By Monique Henson, Trainee Patent Attorney

Graffiti has undergone a transformation of sorts in the past couple of decades. Once considered to be a blight on neighbourhoods, graffiti now draws in crowds of thousands for festivals and may even boost house prices. Retailers, influencers and fast-food restaurants have sought to capitalise on this trend, using graffiti as backdrops for ad campaigns and to decorate restaurant walls. In the US, this has led to a number of legal questions being raised in the courts – is graffiti entitled to copyright protection? If the artwork was created illegally, does copyright still subsist? Here we’ll briefly consider the situation in the UK.

Does copyright subsist in graffiti?

According to the Copyright, Designs and Patents Act (CDPA) 1988, a work must be original for copyright to subsist. This isn’t a measure of the artistic quality of a work, and is instead a question of whether the author expended more than trivial degree of independent skill and labour. In other words, whether or not you think graffiti is beautiful, it’s quite likely that many works of graffiti meet this requirement.

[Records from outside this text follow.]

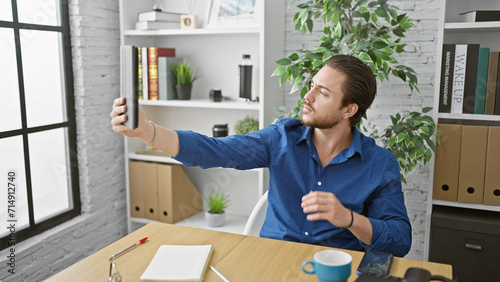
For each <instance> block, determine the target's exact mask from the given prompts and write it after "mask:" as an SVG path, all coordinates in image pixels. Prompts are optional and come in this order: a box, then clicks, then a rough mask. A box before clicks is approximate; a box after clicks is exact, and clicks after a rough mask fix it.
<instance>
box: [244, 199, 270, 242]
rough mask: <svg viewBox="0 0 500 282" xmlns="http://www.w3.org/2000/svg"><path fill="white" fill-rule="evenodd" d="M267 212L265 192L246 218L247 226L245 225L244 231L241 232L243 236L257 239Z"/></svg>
mask: <svg viewBox="0 0 500 282" xmlns="http://www.w3.org/2000/svg"><path fill="white" fill-rule="evenodd" d="M266 212H267V191H266V193H264V195H262V197H260V199H259V201H258V202H257V204H256V205H255V207H254V208H253V210H252V213H251V214H250V217H249V218H248V221H247V224H246V225H245V229H244V230H243V235H251V236H255V237H259V234H260V229H261V228H262V225H263V224H264V220H265V219H266Z"/></svg>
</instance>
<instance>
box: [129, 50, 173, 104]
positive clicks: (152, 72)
mask: <svg viewBox="0 0 500 282" xmlns="http://www.w3.org/2000/svg"><path fill="white" fill-rule="evenodd" d="M137 49H138V51H137V55H138V64H137V65H138V66H137V67H138V72H137V73H138V77H137V79H138V92H139V93H138V96H139V100H174V99H175V88H174V85H175V77H174V74H173V72H172V65H174V64H178V63H180V62H181V61H182V58H176V57H175V48H161V47H151V46H145V47H137Z"/></svg>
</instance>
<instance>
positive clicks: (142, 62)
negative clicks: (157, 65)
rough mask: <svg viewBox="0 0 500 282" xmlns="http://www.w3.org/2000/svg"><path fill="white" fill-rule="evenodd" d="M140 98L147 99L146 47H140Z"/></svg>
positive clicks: (147, 89) (146, 65)
mask: <svg viewBox="0 0 500 282" xmlns="http://www.w3.org/2000/svg"><path fill="white" fill-rule="evenodd" d="M141 60H142V63H141V67H142V93H143V95H142V99H143V100H149V87H148V85H149V77H148V47H141Z"/></svg>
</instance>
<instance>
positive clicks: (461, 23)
mask: <svg viewBox="0 0 500 282" xmlns="http://www.w3.org/2000/svg"><path fill="white" fill-rule="evenodd" d="M444 30H445V31H446V32H463V31H472V32H478V31H481V32H485V31H486V32H499V31H500V22H461V23H445V24H444Z"/></svg>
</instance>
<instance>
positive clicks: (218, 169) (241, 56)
mask: <svg viewBox="0 0 500 282" xmlns="http://www.w3.org/2000/svg"><path fill="white" fill-rule="evenodd" d="M172 2H175V3H172ZM208 2H210V1H202V2H199V1H198V3H197V5H196V7H195V9H194V11H193V13H194V14H195V15H197V16H198V21H199V28H197V29H167V30H148V31H142V30H135V23H136V19H137V13H138V12H142V11H148V10H151V9H152V7H153V5H154V1H152V0H145V1H134V0H120V2H119V5H120V28H121V32H120V42H121V44H122V45H135V46H155V47H167V48H175V49H176V57H180V58H184V59H185V60H186V61H187V62H189V63H190V64H191V66H192V67H193V68H194V69H195V70H197V71H198V73H199V74H200V78H199V79H198V80H196V81H195V83H194V85H193V93H192V99H191V100H188V101H186V100H184V101H180V100H169V101H140V104H141V106H142V107H143V109H144V111H145V112H146V116H147V118H148V119H149V120H153V121H154V122H155V123H156V124H159V125H162V126H165V127H167V128H170V129H175V130H192V131H195V132H199V133H201V134H206V135H209V136H211V135H212V127H213V126H214V125H215V124H228V127H229V134H234V125H235V124H236V122H237V121H238V120H240V119H243V118H245V117H246V116H252V117H254V118H257V119H258V120H259V126H260V128H263V127H265V126H267V125H269V124H270V123H271V122H272V121H273V120H274V119H275V117H276V114H275V112H274V108H276V107H278V106H281V105H283V104H284V99H283V96H282V92H283V91H282V90H281V89H280V87H279V81H278V79H277V78H272V77H271V74H272V72H273V71H274V69H275V68H276V67H277V65H276V64H275V63H274V62H275V61H276V60H278V59H280V58H282V57H284V55H285V51H284V44H285V43H284V42H285V41H284V37H285V31H284V30H285V10H286V3H285V1H284V0H273V1H264V0H257V5H256V7H258V9H257V11H256V14H257V15H258V16H259V20H258V25H257V26H252V27H227V28H224V27H219V28H212V27H205V26H204V19H205V14H206V5H208ZM162 4H163V9H164V10H165V11H170V12H180V13H186V14H187V6H186V3H185V2H184V1H166V0H163V1H162ZM243 54H250V55H251V60H252V62H253V74H252V76H253V79H252V98H253V100H255V98H257V97H258V99H259V102H242V101H237V98H238V96H239V76H238V64H239V63H240V60H241V58H242V55H243ZM210 89H221V90H222V95H223V96H224V97H229V98H232V99H233V100H232V101H227V100H223V101H222V102H220V103H215V102H212V101H210V100H209V91H210ZM142 149H144V142H142V140H139V139H137V138H125V155H126V158H125V159H126V169H127V218H128V228H129V232H130V231H133V230H135V229H137V228H139V227H141V226H142V225H144V224H146V223H148V222H150V220H147V219H142V218H132V217H131V216H130V193H129V183H128V177H129V176H128V161H129V160H139V161H145V162H157V163H172V164H179V162H177V161H175V160H173V159H171V158H169V157H163V156H155V155H144V154H137V153H136V152H137V151H139V150H142ZM184 170H185V172H186V174H187V175H188V176H189V177H190V179H191V181H192V182H193V183H194V185H195V186H196V187H197V189H198V190H199V191H200V193H201V194H202V196H203V195H204V193H205V192H206V191H207V190H208V189H213V188H215V189H222V190H224V191H225V192H226V193H227V194H229V196H230V199H231V205H230V207H229V208H228V209H227V211H226V212H227V214H228V215H227V219H228V220H227V221H226V224H225V226H224V227H223V228H217V230H220V231H227V232H233V233H241V232H242V231H243V227H244V225H245V223H246V220H247V218H248V216H249V214H250V212H251V211H252V209H253V207H254V206H255V204H256V203H257V201H258V199H259V198H260V196H261V195H262V194H263V193H264V192H265V191H266V190H267V184H268V177H267V170H266V169H253V170H249V171H237V170H234V169H223V168H211V169H201V168H197V167H189V168H188V167H184ZM177 224H180V225H187V226H194V227H199V228H207V229H209V227H208V226H206V225H205V222H204V220H203V215H202V214H201V213H200V214H197V215H195V216H192V217H190V218H187V219H185V220H183V221H181V222H178V223H177Z"/></svg>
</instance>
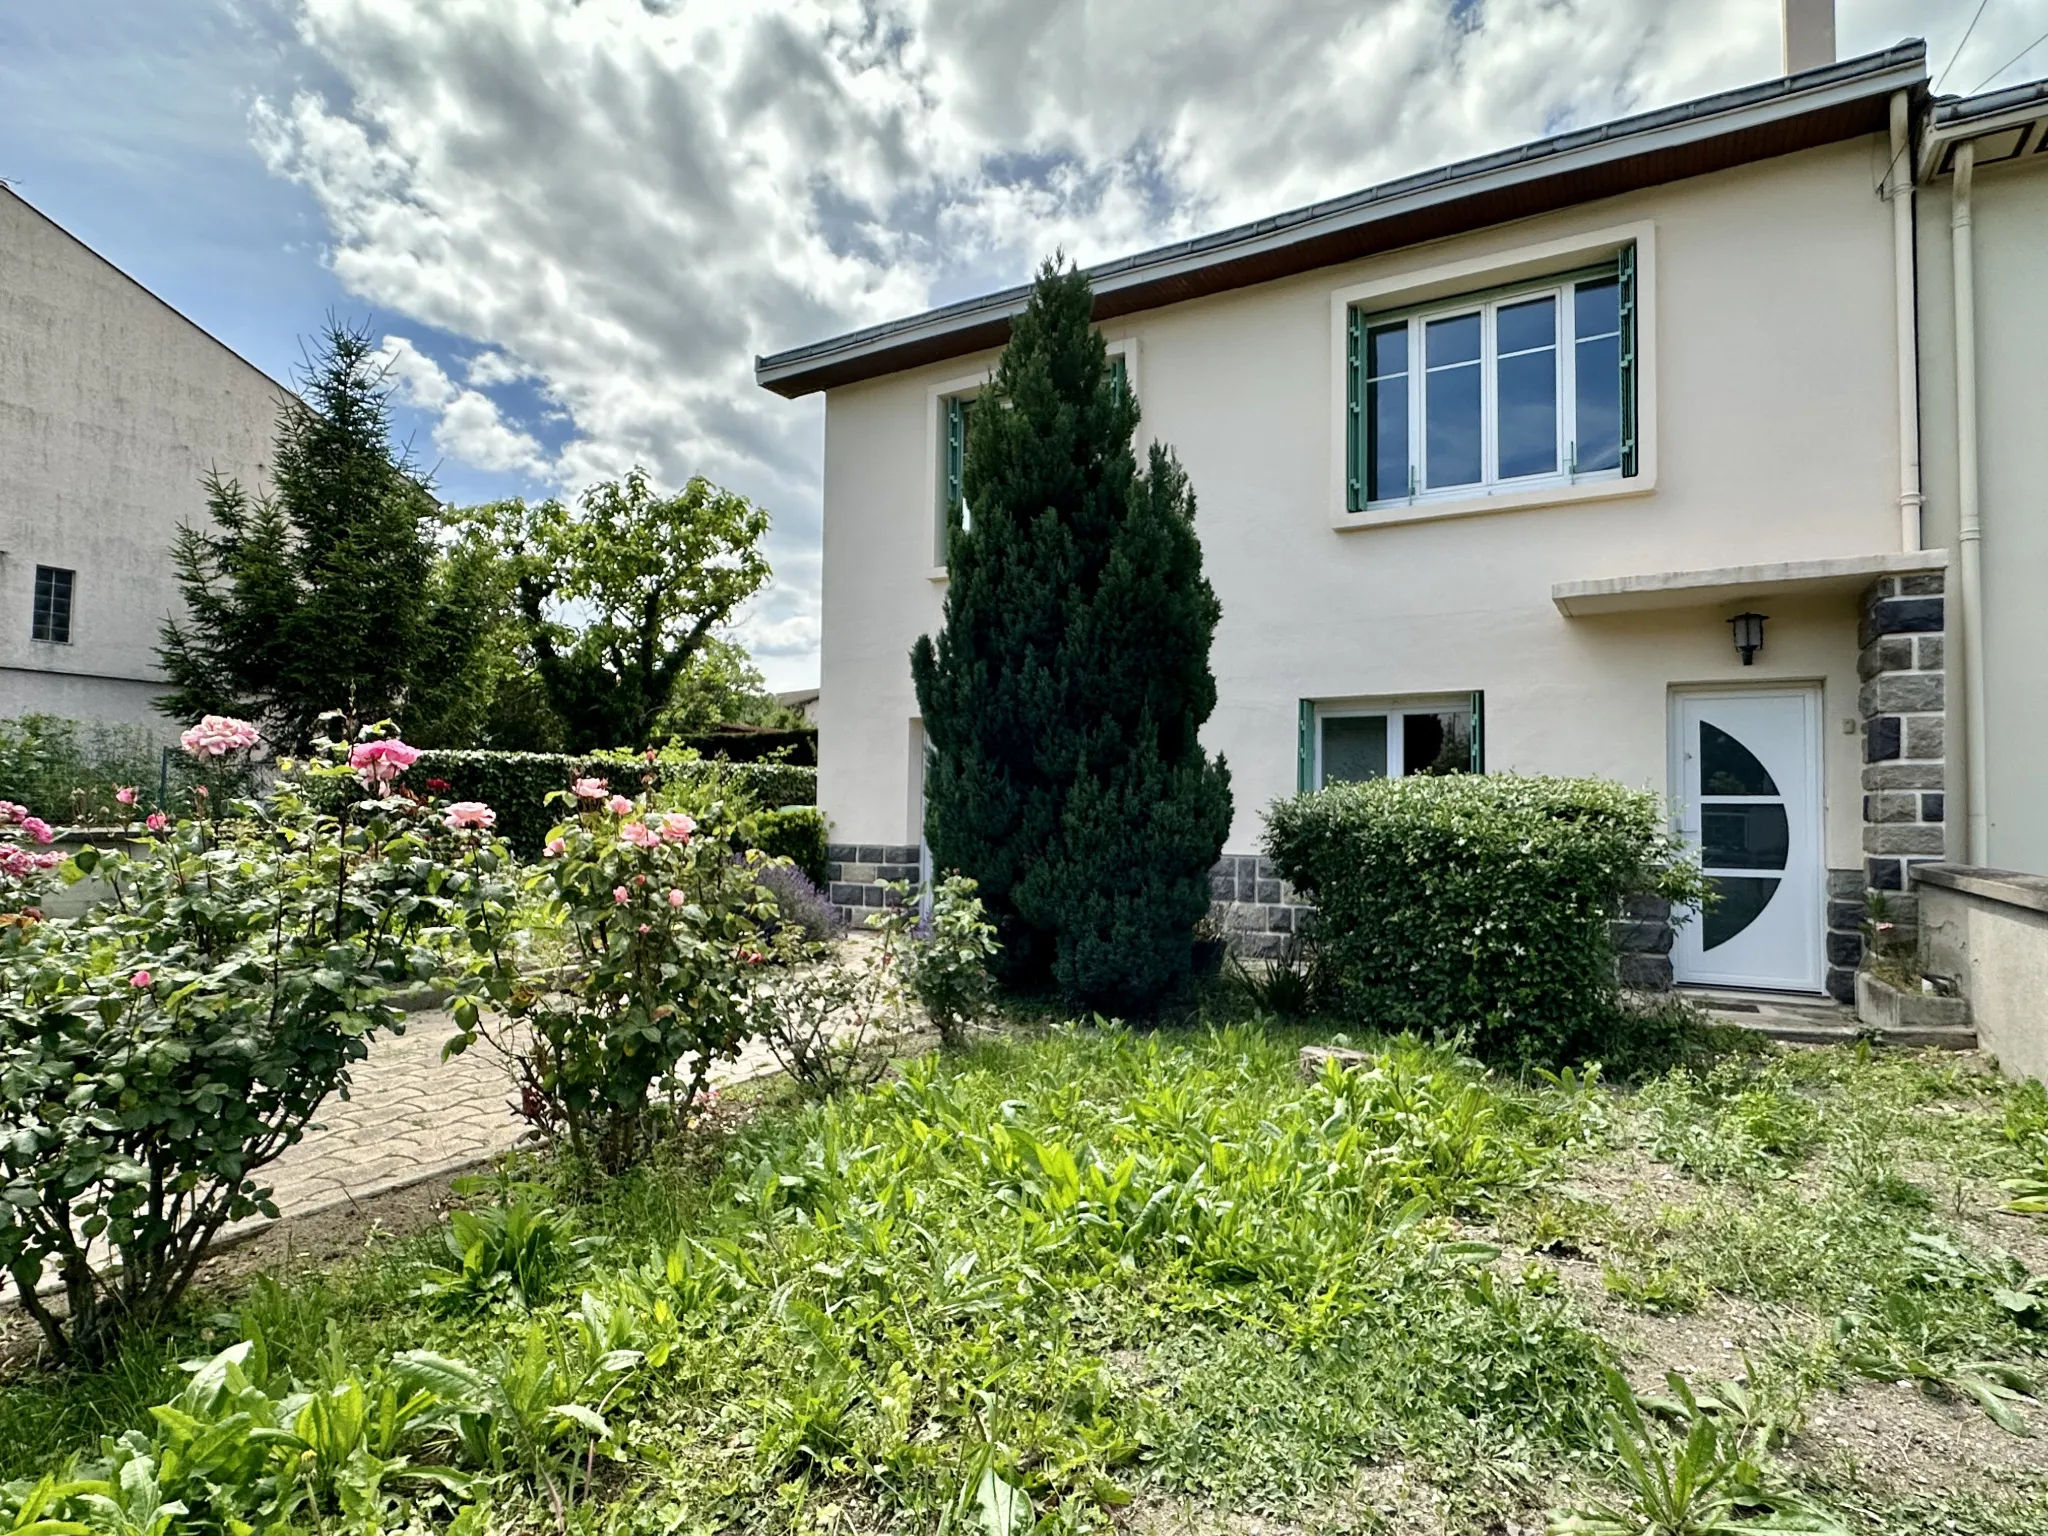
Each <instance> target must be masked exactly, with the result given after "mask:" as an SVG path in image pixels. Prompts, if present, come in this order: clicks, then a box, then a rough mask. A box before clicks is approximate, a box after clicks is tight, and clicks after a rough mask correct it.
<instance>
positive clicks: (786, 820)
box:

What if the work was created illegally?

Despite cities starting to provide legal walls for graffiti artists, it’s still very much the norm for graffiti to be produced illegally. In the US, it’s been argued that copyright shouldn’t subsist for an illegally created work, as it would allow the artist to profit from an illegal act. For example, in response to receiving a cease and desist letter alleging that H&M had included graffiti in an advertising campaign without the artist’s consent, H&M filed a suit arguing that the artwork shouldn’t be protected by copyright if the artwork violates the law. It’s not clear how successful this argument would have been, as H&M ended up withdrawing the suit after an intense backlash on social media.

In the UK courts, it’s a general principle that some legal remedies may be denied to a claimant if they are responsible for misconduct in relation to the claim (referred to as the doctrine of clean hands). However, that is a question of the remedies that are available to an artist, rather than whether copyright subsists in the first place.

In terms of statutory provisions, the CDPA is silent on whether the legality of a work affects copyright, although it states that the enforcement of copyright may be restricted on the grounds of public interest. However, this provision has largely been used for restricting copyright based on the content of the work (e.g. for obscene, libellous or immoral works), rather than restricting copyright based on how the work was created.

Another point to consider is that works of graffiti are often based on sketches that the artist prepares beforehand. Thus, even if copyright is not deemed to subsist in illegally created artwork (e.g. artwork applied to a wall without permission), an original sketch upon which the illegally created artwork was based may still give the artist enforceable rights.

What does this all mean?

We’re yet to see a judgment on a copyright case concerning graffiti in the UK courts. However, it is likely that many works of graffiti are entitled to copyright protection, and it will be interesting to see if graffiti artists start trying to enforce those rights in the UK. It’s also worth noting that the CDPA provides authors with a number of moral rights, including the right not to have the work subject to derogatory treatment. It’s still not apparent how broadly these rights might be applied in relation to graffiti (e.g. does changing the context of a work – such as moving a Banksy from a garage wall to a gallery – amount to derogatory treatment?), so the legal situation is far from clear.